Başarısızlığın da mahcubiyetini en küçük hücremize kadar yaşadık, başarının da keyfini yaşadık. Ben kendi siyasi yorumlarımdan kurtularak, 3 bin insanın evine gidiyorum ve onlar ne diyorsa onu söylüyorum.

- KONDA’ya ilişkin sorgulanan konulardan bir tanesi de, seçim yasaklarına rağmen anket sonuçlarını yayımlamanız.

KONDA 29 yaşında ve geleneksel olarak her seçimden önceki perşembe son ölçümünü açıklıyor.

 

‘Anketleri yayımlayarak sivil itaatsizlik yapıyorum’

 

- Yanlış bilmiyorsak, bu Tansu Çiller döneminde yasaklandı.

90’larda yasaklandı. Çünkü bir kesim anketlerle seçmenin manipüle edileceğine inanır. Bunun için kanunlar bile çıkarmışlardır. Nitekim ana muhalefetten çok sevdiğimiz bir dostumuz “Anket şirketlerine hapis cezası verilsin” diye teklif verdi. Bizim ise inancımız anketlerin böyle bir etkisi olmadığı yönünde. Varsa da bu etki, tek yönlü, “versinler” ya da “vermesinler” olarak çalışmaz.

- Katılımcılarınıza anketlerin etkisi olup olmadığını hiç sordunuz mu?

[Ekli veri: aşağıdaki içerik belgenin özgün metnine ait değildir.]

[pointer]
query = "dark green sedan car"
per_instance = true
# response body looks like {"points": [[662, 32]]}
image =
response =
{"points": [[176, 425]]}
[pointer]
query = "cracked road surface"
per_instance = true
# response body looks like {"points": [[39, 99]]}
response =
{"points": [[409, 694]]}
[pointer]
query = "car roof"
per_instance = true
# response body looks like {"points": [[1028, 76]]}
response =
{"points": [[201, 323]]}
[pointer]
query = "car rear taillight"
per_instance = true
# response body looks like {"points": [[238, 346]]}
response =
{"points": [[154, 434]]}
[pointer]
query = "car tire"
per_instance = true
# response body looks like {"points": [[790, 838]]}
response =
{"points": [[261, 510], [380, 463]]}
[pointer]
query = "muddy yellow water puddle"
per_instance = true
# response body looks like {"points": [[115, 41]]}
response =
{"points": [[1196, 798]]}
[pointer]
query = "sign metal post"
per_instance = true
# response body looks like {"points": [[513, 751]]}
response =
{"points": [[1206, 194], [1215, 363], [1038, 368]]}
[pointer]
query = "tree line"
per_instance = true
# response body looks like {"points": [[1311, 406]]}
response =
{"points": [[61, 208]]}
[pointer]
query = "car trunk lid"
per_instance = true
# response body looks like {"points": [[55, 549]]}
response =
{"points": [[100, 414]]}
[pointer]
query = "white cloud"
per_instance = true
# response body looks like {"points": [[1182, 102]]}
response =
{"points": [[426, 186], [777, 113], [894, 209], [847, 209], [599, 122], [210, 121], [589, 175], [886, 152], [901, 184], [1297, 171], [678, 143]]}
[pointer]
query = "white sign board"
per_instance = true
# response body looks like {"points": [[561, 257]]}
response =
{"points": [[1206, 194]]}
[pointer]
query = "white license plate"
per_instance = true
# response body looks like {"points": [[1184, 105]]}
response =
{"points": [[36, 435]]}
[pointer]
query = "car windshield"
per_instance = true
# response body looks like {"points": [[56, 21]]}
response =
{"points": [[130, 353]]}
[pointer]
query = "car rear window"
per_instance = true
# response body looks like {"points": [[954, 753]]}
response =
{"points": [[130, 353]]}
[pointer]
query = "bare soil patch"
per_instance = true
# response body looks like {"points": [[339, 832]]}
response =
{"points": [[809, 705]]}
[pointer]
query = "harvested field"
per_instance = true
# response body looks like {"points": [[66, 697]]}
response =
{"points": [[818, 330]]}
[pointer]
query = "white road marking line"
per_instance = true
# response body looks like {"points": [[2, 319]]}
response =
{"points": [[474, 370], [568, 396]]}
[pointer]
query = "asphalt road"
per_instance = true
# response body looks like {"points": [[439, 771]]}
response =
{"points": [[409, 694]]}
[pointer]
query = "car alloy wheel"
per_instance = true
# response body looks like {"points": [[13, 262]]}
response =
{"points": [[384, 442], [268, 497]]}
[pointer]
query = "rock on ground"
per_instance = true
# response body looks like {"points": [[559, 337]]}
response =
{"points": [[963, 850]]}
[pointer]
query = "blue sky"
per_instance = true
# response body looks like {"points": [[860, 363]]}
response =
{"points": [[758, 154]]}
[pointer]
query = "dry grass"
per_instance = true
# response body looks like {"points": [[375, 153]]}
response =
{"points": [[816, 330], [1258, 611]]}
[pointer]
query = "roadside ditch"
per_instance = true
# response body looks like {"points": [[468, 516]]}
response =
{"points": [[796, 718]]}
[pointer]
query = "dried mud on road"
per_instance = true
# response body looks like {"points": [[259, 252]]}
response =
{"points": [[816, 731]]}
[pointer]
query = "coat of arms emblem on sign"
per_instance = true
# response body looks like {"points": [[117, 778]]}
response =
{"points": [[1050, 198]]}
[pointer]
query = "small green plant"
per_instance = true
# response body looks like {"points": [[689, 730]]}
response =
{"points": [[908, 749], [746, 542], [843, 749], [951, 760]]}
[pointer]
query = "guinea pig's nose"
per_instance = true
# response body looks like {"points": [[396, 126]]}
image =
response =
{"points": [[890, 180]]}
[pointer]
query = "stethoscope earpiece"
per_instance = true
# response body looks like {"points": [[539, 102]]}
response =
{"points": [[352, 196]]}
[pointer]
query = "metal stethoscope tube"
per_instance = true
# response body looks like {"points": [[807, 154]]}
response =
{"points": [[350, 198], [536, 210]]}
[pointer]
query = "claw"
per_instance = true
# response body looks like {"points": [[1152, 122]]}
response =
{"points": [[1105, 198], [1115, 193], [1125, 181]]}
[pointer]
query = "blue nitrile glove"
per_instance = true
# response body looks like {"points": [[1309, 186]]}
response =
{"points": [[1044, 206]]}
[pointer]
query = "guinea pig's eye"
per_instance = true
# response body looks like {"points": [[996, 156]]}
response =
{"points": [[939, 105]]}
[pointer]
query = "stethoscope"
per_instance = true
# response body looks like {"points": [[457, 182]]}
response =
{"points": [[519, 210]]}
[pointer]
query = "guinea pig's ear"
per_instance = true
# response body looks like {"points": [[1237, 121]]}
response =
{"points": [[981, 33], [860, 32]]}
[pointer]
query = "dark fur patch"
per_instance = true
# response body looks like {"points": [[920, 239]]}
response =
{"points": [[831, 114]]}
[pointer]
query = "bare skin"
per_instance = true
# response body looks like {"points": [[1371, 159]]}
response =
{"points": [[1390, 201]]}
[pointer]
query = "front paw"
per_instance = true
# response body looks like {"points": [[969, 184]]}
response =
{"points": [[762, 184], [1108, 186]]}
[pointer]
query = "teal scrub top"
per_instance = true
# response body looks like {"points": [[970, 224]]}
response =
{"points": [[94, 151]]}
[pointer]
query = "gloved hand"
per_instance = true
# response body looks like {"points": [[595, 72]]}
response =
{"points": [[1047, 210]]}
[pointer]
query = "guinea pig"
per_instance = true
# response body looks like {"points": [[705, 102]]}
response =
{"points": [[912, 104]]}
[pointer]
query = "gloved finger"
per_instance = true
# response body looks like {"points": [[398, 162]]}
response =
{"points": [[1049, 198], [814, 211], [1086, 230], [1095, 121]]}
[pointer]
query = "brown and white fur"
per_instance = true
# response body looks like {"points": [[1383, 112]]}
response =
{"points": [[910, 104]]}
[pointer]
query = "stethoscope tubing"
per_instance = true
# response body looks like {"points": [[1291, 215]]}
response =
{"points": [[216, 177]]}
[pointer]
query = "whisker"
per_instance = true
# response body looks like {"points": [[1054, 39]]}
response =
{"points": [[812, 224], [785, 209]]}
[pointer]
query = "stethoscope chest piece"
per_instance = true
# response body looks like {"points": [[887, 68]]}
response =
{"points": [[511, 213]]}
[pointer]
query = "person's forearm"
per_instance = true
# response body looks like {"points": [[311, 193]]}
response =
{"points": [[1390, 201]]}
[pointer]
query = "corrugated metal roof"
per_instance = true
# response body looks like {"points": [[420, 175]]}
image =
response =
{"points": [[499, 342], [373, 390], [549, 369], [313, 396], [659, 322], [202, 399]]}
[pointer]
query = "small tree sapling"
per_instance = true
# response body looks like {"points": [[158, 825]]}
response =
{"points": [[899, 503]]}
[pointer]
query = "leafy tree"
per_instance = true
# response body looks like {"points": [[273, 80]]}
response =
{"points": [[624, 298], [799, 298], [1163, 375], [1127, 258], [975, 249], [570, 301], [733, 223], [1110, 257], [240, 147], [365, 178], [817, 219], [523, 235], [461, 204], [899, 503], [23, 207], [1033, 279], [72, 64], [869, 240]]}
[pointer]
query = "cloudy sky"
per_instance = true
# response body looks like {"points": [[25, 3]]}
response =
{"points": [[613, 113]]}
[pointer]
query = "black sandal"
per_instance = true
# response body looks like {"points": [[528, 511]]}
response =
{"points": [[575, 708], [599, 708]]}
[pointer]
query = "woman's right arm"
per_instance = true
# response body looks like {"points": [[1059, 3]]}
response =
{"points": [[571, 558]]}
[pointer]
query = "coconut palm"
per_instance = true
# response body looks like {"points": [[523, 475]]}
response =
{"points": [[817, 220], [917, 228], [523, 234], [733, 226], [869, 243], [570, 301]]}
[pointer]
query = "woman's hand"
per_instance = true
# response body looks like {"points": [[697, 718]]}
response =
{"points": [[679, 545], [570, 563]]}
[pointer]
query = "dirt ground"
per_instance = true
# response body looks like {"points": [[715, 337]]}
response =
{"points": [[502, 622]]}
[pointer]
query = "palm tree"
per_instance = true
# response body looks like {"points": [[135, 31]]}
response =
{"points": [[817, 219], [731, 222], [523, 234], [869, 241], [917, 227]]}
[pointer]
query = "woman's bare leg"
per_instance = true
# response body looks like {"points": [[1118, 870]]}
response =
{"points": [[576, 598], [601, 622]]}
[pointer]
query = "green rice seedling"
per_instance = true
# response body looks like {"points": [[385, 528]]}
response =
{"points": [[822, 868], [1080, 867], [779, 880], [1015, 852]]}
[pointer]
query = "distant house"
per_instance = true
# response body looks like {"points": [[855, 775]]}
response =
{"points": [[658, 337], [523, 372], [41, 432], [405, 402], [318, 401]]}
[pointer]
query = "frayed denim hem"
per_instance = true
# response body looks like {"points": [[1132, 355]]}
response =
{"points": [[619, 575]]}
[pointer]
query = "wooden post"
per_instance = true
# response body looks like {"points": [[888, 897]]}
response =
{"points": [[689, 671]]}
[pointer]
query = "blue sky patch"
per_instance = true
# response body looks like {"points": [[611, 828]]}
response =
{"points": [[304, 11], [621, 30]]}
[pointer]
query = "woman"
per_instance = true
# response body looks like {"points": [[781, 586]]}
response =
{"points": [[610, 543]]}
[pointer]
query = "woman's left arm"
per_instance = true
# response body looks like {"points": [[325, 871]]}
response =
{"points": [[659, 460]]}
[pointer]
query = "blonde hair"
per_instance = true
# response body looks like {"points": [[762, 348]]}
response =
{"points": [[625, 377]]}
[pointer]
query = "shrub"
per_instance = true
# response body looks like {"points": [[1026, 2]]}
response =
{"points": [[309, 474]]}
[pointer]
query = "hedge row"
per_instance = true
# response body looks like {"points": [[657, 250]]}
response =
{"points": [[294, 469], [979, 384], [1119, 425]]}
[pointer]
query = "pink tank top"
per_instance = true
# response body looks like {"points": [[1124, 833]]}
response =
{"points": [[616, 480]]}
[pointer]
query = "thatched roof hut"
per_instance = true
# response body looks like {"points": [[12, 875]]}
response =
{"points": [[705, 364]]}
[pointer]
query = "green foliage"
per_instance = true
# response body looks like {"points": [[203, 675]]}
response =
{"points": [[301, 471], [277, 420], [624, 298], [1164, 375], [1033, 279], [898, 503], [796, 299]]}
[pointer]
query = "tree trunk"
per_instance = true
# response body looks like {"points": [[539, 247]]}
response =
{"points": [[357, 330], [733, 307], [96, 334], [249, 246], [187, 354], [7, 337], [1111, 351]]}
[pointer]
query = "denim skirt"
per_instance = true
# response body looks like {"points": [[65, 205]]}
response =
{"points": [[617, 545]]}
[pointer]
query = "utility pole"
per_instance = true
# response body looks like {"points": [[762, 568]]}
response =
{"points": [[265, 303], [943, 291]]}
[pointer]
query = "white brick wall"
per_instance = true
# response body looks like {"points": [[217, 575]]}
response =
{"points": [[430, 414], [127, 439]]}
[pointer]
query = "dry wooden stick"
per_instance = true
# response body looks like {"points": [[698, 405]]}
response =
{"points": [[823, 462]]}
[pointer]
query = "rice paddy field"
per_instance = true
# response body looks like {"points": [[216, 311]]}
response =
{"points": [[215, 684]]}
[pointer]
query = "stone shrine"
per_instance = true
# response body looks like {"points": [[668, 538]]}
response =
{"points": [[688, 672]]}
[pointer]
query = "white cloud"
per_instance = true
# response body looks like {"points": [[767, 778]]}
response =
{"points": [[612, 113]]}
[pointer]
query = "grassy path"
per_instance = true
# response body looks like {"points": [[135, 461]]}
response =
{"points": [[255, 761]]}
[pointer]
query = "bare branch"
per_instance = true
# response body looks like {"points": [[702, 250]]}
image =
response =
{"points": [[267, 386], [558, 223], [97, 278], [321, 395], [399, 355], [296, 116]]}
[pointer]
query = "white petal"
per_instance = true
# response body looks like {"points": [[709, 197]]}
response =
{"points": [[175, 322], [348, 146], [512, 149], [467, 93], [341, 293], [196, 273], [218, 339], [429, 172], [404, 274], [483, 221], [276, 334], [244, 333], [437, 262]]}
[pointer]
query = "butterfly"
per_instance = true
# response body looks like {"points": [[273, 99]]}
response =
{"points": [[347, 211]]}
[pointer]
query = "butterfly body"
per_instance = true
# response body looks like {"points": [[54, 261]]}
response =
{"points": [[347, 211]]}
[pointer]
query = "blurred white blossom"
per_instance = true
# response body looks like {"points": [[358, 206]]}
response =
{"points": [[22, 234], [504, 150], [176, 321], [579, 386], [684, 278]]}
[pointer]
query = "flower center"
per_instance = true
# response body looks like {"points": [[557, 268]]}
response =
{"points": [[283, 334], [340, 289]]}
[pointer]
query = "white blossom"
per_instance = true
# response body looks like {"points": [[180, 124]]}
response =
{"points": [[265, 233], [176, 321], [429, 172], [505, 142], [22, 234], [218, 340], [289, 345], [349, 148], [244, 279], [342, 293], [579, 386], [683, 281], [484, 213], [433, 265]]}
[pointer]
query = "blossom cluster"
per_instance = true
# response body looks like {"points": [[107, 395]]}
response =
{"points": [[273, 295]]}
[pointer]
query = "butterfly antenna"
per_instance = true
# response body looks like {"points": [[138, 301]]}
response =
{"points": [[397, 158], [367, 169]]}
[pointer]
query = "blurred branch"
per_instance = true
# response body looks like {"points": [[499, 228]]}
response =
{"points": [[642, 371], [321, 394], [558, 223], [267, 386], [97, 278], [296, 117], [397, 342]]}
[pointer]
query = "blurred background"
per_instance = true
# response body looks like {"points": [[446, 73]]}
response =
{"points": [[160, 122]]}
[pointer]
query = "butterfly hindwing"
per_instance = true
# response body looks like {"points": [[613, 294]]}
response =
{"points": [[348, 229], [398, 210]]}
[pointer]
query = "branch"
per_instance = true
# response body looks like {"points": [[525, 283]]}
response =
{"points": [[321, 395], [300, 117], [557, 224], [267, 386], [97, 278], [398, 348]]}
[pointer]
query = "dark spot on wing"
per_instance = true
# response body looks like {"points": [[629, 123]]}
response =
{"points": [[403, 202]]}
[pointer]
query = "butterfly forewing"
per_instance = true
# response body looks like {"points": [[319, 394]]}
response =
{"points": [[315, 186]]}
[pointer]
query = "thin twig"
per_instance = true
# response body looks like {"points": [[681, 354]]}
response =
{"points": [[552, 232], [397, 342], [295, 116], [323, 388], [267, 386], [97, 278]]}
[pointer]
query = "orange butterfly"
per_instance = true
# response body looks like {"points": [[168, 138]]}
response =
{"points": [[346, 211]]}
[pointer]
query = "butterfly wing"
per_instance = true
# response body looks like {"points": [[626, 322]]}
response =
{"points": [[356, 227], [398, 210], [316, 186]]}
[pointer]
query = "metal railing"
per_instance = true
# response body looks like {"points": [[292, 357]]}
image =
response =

Son anketimizde sorduk. Seçim analizine bunu da koyacağız. Yasaklar açısından, biz o yasağın bizi kapsamadığı kanaatindeyiz. Çünkü madde başlarken “Manipülatif amaçlı...” diyor. Ben bir partiye iş yapmıyorum, çıkarım da yok. Kendimi sivil itaatsizlik yapıyor olarak sayıyorum. İki, kamuya dair elimde kamuyu bu kadar ilgilendiren bir bilgi var. Sen gazeteci olarak eline çok hayati bir dosya geldiğinde kendini başbakanın yerine koyup “Bu ülkeye zarar verir mi” deyip mi bakarsın, yayımlar mısın? Sen gazetecisin, ben de kamuoyu araştırmacısıyım.

- Gazetecilikten farkı, sizin bilgiye erişmenizden ziyade o bilgiyi üretmeniz.

Buna da erişiyorum, 3 bin eve gidiyorum. Ve bunu para alarak yapmıyorum. Bir partiyi öne çıkarmak veya geride bırakmak için de yapmıyorum. Ya da yapmadığıma inanıyorum ve bunu iddia ediyorum.